New regulations ending the, somewhat extended, Covid-era of longer residential possession notice periods were laid before Parliament on 8 September. This change is being achieved by suspending most provisions set out in Schedule 29 of the Coronavirus Act 2020, which originally introduced the extended notice periods. These regulations apply to England only, Wales is doing its own thing.

The new regulations come into force on 30 September 2021 with the new notices applying from 1 October. Following the taper of notice periods which started on 1 June (with a further reduction on 1 August), from 1 October notice periods will drop back to the pre-pandemic lengths. Generally, this means that most section 8 notice grounds for possession will return to the shorter 2-week notices, including for rent arrears. Section 21 notices will revert to the 2-month notice periods from before Covid.

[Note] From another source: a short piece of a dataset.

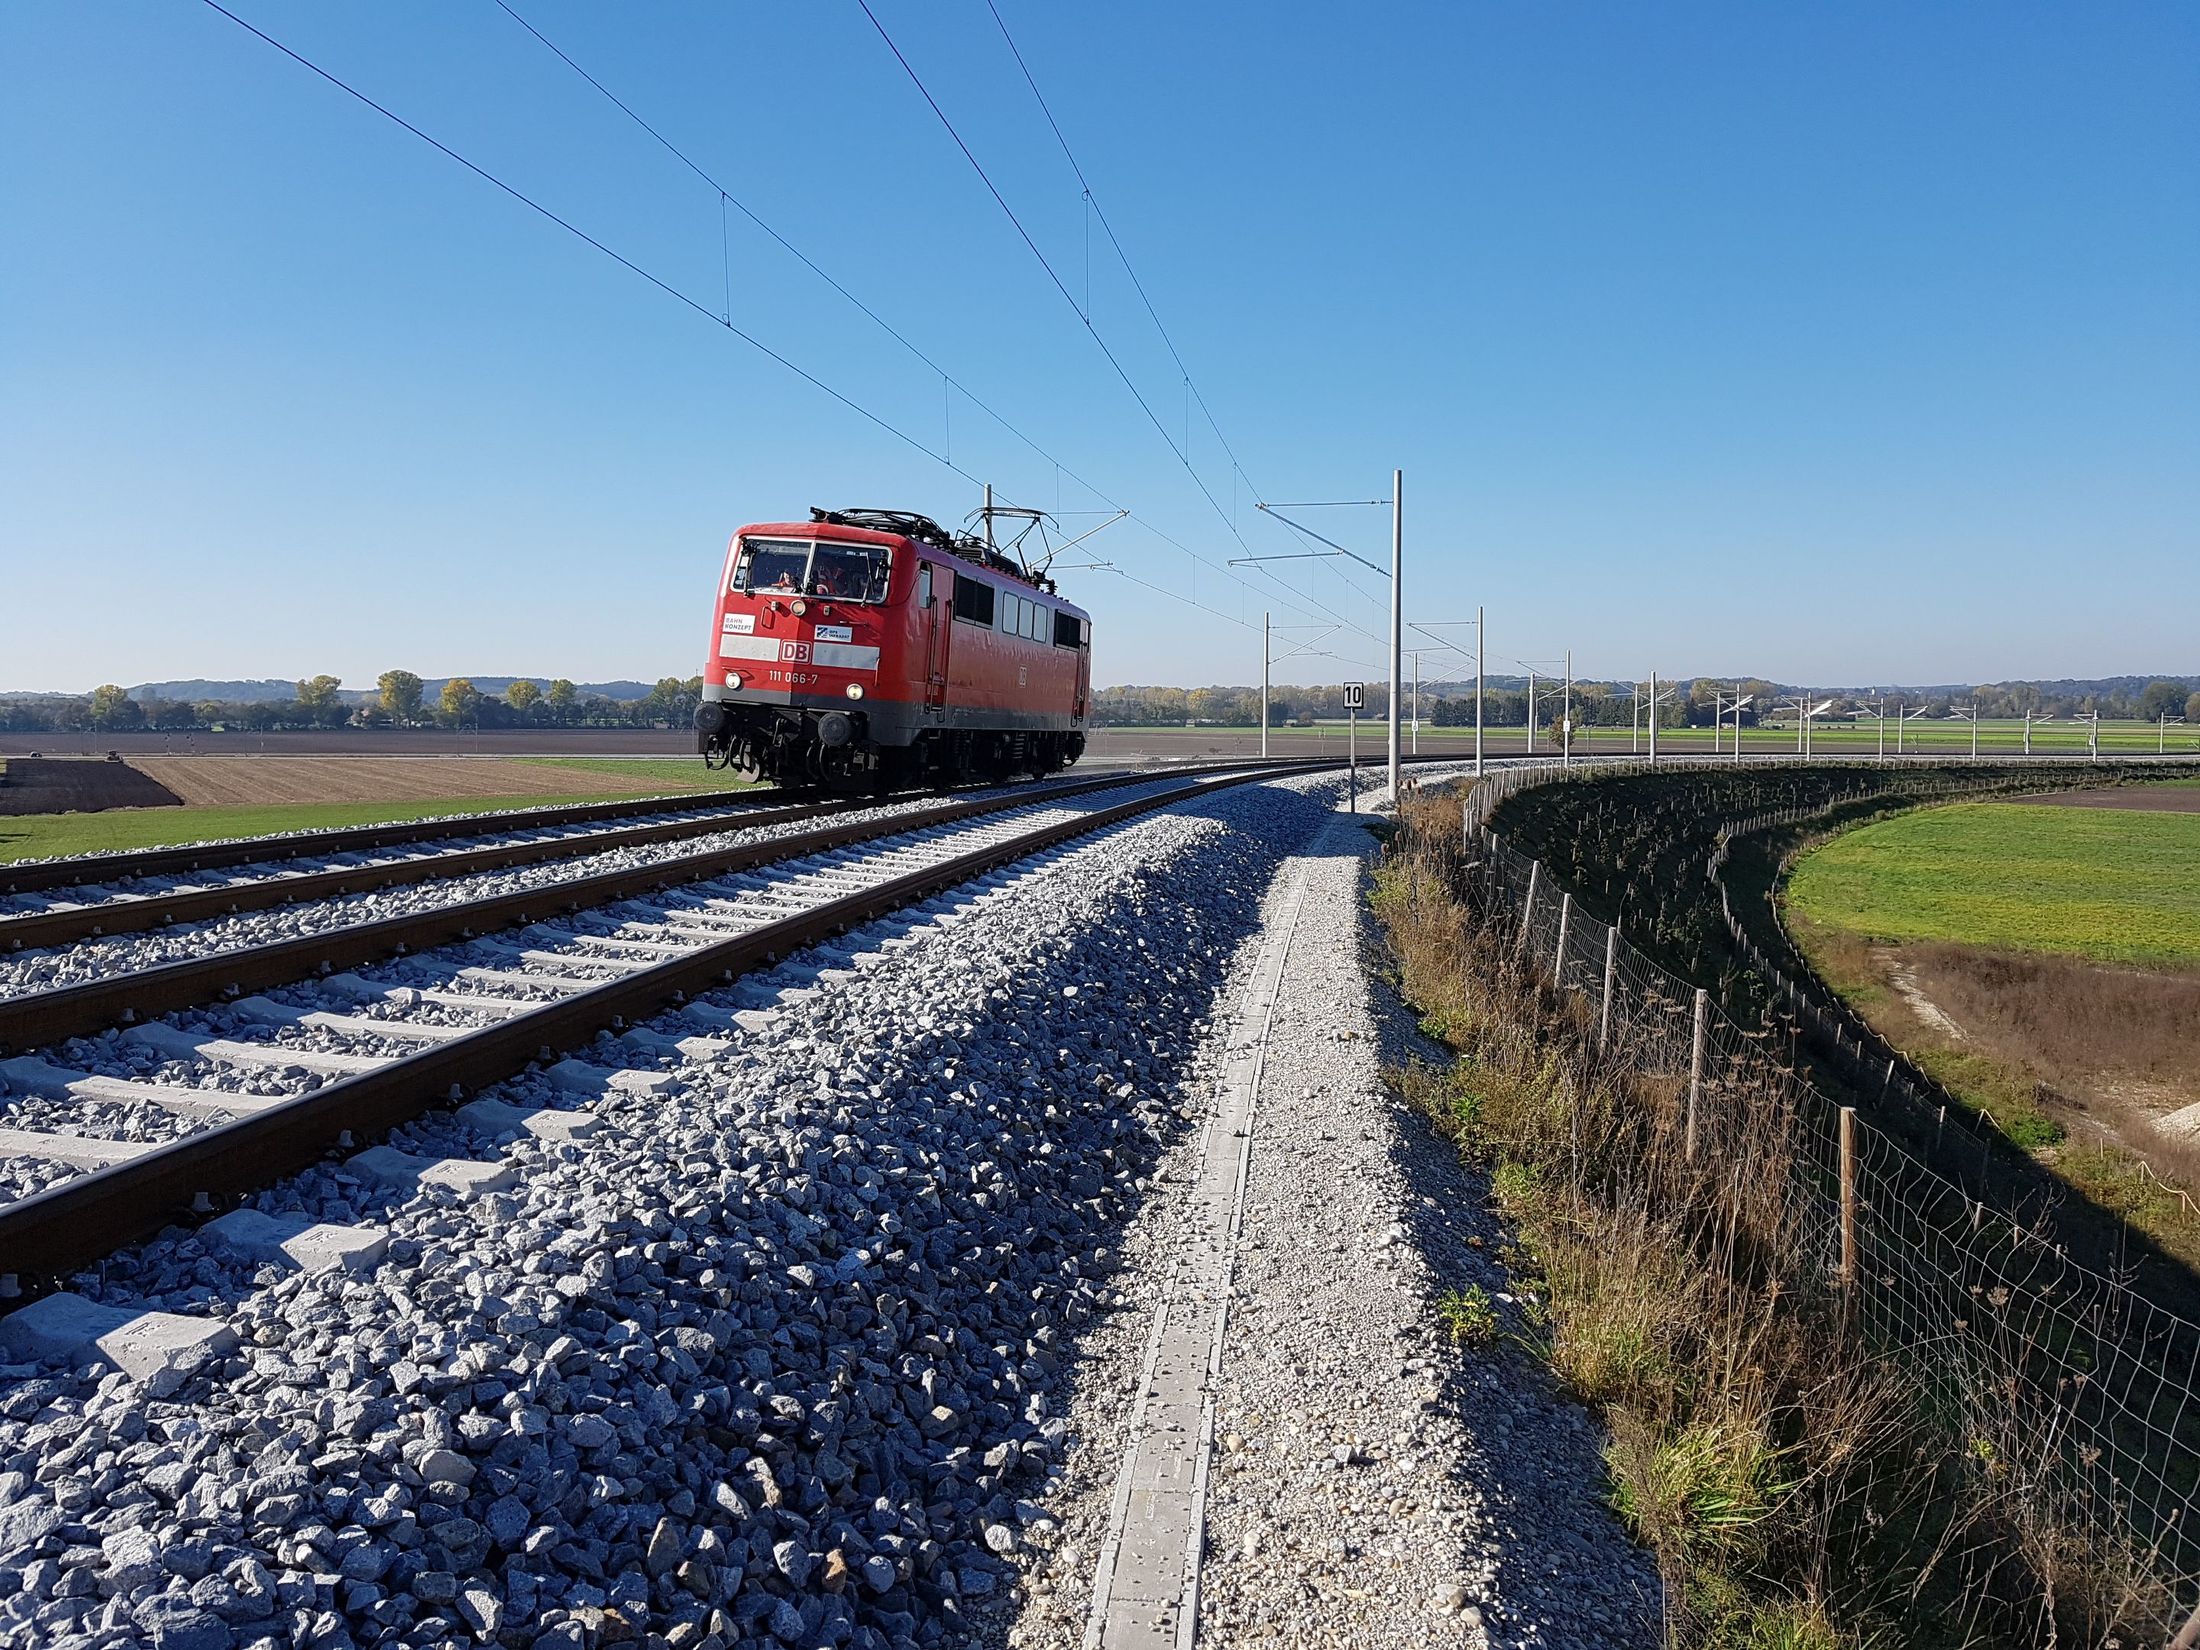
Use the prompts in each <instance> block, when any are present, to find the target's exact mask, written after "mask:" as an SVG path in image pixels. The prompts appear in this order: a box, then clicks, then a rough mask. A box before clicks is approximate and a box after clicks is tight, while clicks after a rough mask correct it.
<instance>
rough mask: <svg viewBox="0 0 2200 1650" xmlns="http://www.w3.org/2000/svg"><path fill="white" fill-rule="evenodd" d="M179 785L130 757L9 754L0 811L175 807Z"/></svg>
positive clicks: (6, 767)
mask: <svg viewBox="0 0 2200 1650" xmlns="http://www.w3.org/2000/svg"><path fill="white" fill-rule="evenodd" d="M180 801H183V796H178V794H176V792H174V790H169V788H167V785H163V783H161V781H158V779H156V777H154V774H147V772H141V770H136V768H132V766H130V763H128V761H97V759H84V757H73V759H55V757H9V759H7V766H4V768H0V814H97V812H101V810H106V807H174V805H176V803H180Z"/></svg>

Helpfully, new notice templates have been produced in Schedule 2 of the new regulations. The MHCLG has clearly appreciated the benefit of giving a longer warning to changes to notice periods as it has now given an even longer notice than it previously did in May. Hopefully this approach of giving more notice of changes will continue longer-term.

This will be welcome news to landlords in cases where some tenants have exploited the opportunity to stay put in the knowledge that landlords will be unable to take swift action to evict them. The announcement of the end of extended notice periods will hopefully encourage parties to negotiate and resolve matters as otherwise Court action will be available to landlords at a much earlier stage in the dispute.

One of the key effects of these notice period changes is that landlords would not be wise to serve s21 notices for the rest of this month as the notice period will be much reduced from 1 October. Likewise, notices for rent arrears which are below the threshold allowing for shorter notice periods should also be held back until after 1 October. The other option is to serve notices now but with the intention of serving a replacement notice after 1 October.

The regulations have not entirely got rid of the longer notice periods. Instead they are suspended until March 2022 so the suspension and longer notice periods can be quickly brought back. Presumably this is in recognition of the fact that we cannot be fully certain that the Coronavirus pandemic is behind us.

While Courts have been slower in the management of possession cases compared to pre-pandemic rates, there have not been the very large number of cases coming before the court that was anticipated. So cases are being processed and enforcement is taking places more quickly than was first thought. Hopefully the courts will start to recover and return to pre-pandemic rates of processing (or better) in the near future. However, things might get worse before they get better if there is an increase of possession cases once notice periods return to normal. We have experienced an increased stream of service of possession notices this year especially since the announcement of restarting of evictions. It remains to be seen whether the possession process will be revised and whether it will retain the additional Review Hearing, which inevitably slows the Court process down. Indications are that this will be abandoned but this is not yet certain.

As against this good news it is worth notice that possession fees will also be increasing shortly, alongside most other court fees, so the cost of proceedings will increase slightly.